In my teens, my orthorexia then became a binge eating disorder. My body would take so much but then I would literally eat an entire loaf of bread, regardless of whether I had something to put on it. I would be in so much pain.
In my childhood I was somewhat exposed to binge eating. It became a thing where I would eat healthy all week with regimented ‘breakfast/ packed lunch/ dinner’ and then at the weekend my sister and I would run riot and eat whatever whenever. There wasn’t really any structure.
In my early teens I went from having a childlike body to one that I wanted to look good as I grew.
I remember over the summer in 2013 I became unhealthily obsessed with Blogilates. I did a minimum of 30 mins cardio a day, paired with one of their ab and thigh workouts. I rationed out chicken to eat over the week and only ate fruit and veg aside from that. Then I would go mental and eat like half a pack of rich teas and cry after.
At the end of the summer I lost a lot of weight (not that I could notice it) and I was congratulated for it, but I was really unhealthy.
This mentality kind of stuck with me. I developed quite extreme food anxiety and I never ate in school. Literally ever. For about 7 years I ate in front of my two best friends (and family when I got home) and that was it. Going out to eat with family for somebody’s birthday riddled me with anxiety and I would dread going on the off chance that someone I knew would see me.
I also developed a mild and short-lived case of bulimia. It wasn’t consistent but I would binge and purge occasionally over a few months.
When I left sixth form, I went vegan/vegetarian and became healthier in terms of body image. All that said, food still somewhat makes me anxious. I don’t think I could ever go on a dinner date. I’m now in (self-educational) recovery because I realise that there’s something wrong.
What I’ve learned from Melanie is that diet culture has really ruined my perception of food without me even noticing.
I was always so rejecting of the idea of a ‘diet’ because ‘diets’ are lame and they’re what ‘superficial dummy girls’ do. But at the same time I didn’t really get that I couldn’t keep up just restrictively eat like that for months on end. Blogilates told me to do a diet plan so that I could have abs so I did the diet plan and got the abs. But what about when you stop the diet plan and the abs go away?
I was taught that a healthy lifestyle means eating good food and exercising all the time. I grew up believing that to be healthy you had to be boring, but in being genuinely healthy for the first time ever I’ve been the happiest and most enthusiastic I’ve ever been. I’m literally only just learning to think with my body and not with my head. Hearing when my body is hungry, hearing when it’s not hungry, listening to what it wants to eat.

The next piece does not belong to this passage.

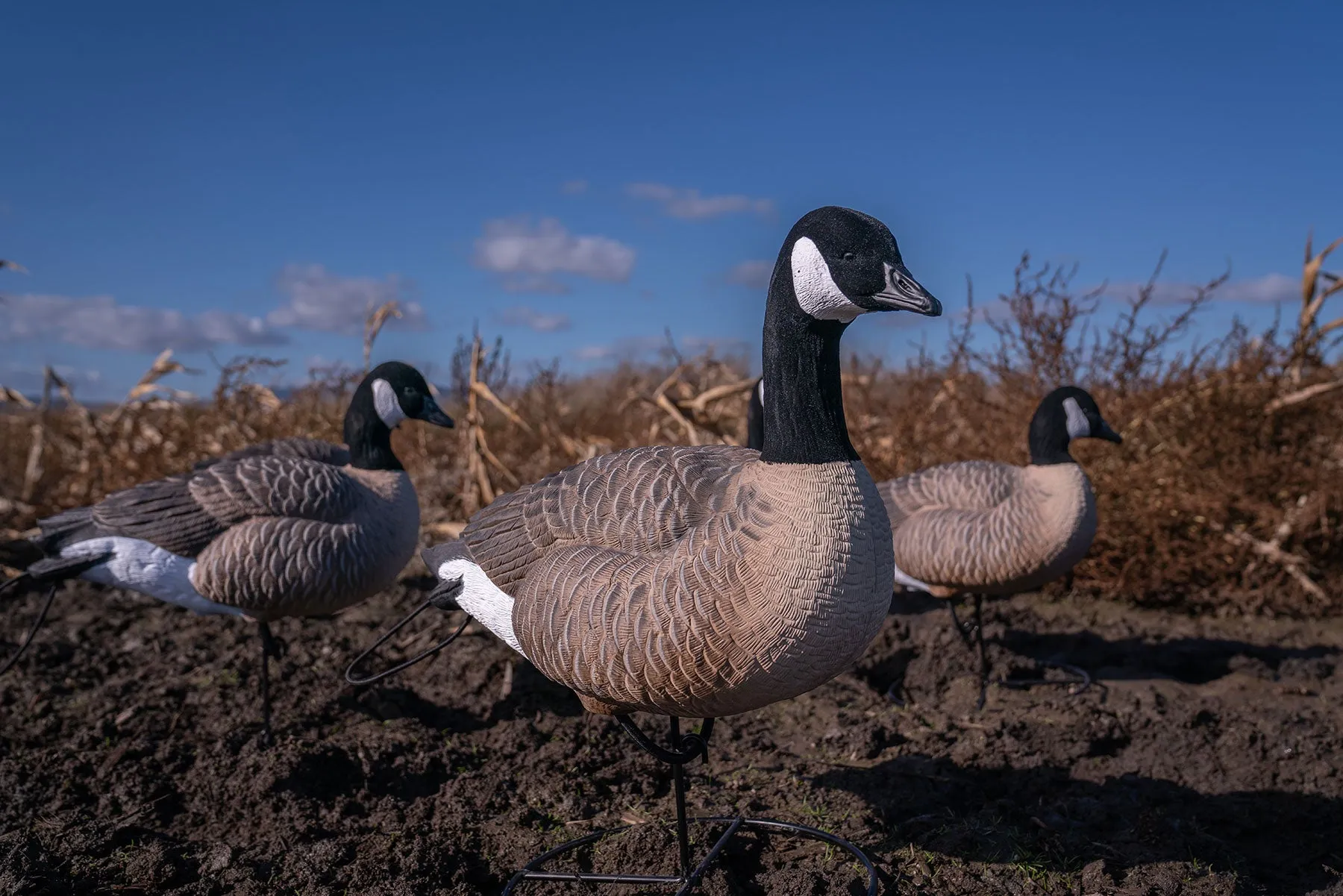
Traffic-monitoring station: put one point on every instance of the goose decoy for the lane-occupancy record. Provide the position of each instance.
(698, 582)
(285, 528)
(982, 528)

I think it’s gradually becoming more obvious that being healthy and maintaining healthy body weight/image is a lifestyle thing. Being healthy means being consistent and both the body and mind share their part in that.
My intention in writing this (despite not really having any answers yet) is to introduce to you the concept of diet culture being incredibly self-destructive. We don’t know how to be in our bodies anymore. Our bodies will not thank us for being restrictive, and military, and hating ourselves for having natural impulses and urges.

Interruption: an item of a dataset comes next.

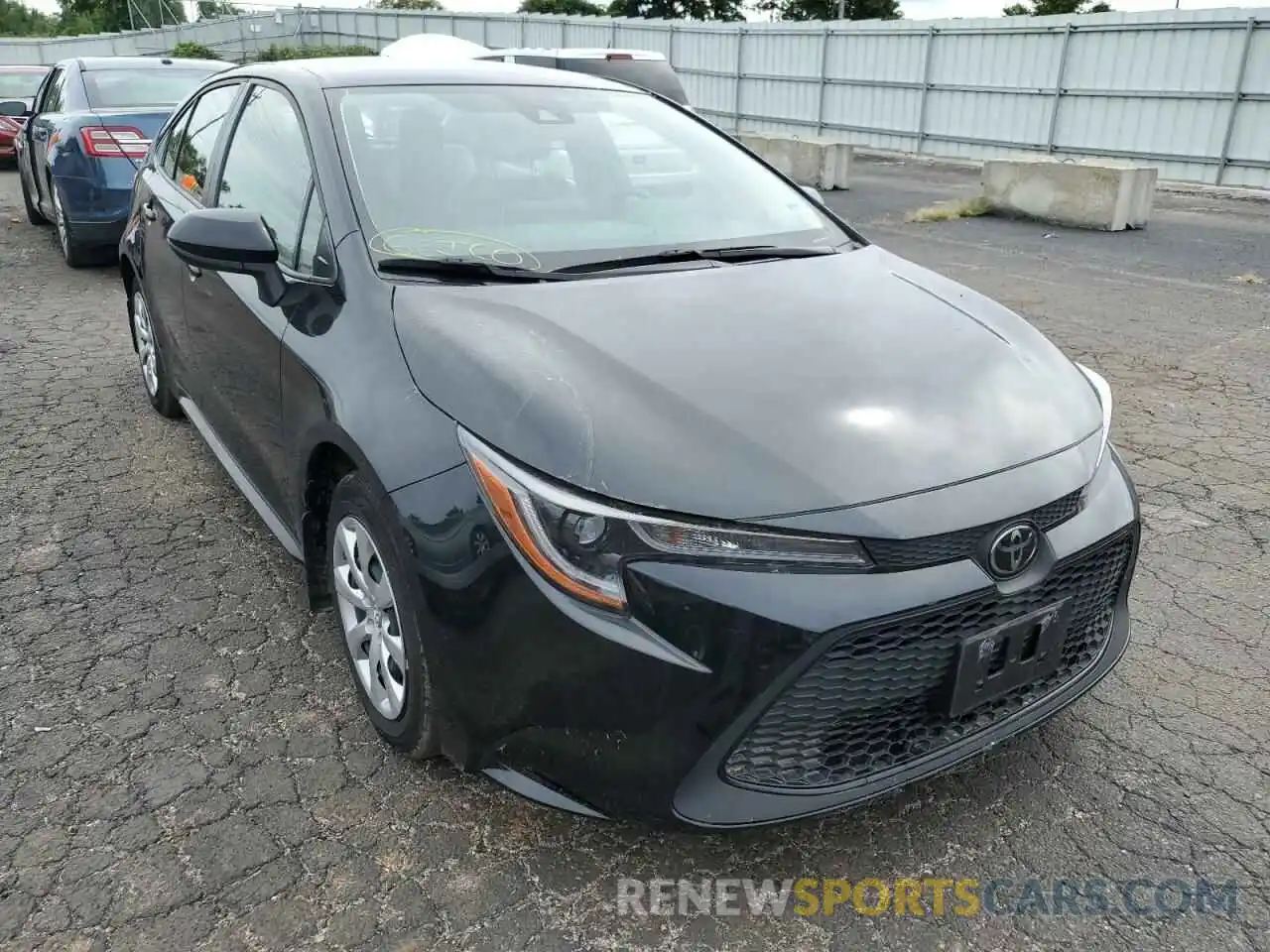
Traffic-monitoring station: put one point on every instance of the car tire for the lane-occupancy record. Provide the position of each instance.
(33, 213)
(76, 255)
(379, 622)
(155, 377)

Our thought patterns related to food forms in childhood. Maybe your family didn’t have much money, or your parents weren’t very educated on nutrition either, or maybe you grew up thinking ‘I’m not enough’ for one reason or another. You learn to associate wotsits as being a ‘treat’ and therefore you might think eating wotsits is self-love. You learn to associate celery with being healthy so you think eating celery is ‘self-care’.
It’s all a bit more complex than food being ‘good’ or ‘bad’ and it’s worth exploring.
I hate the idea that I may be triggering anyone, but I’m hopeful that in reading this at least one person may be aware that they need to try loving themselves in the way their body is asking them to.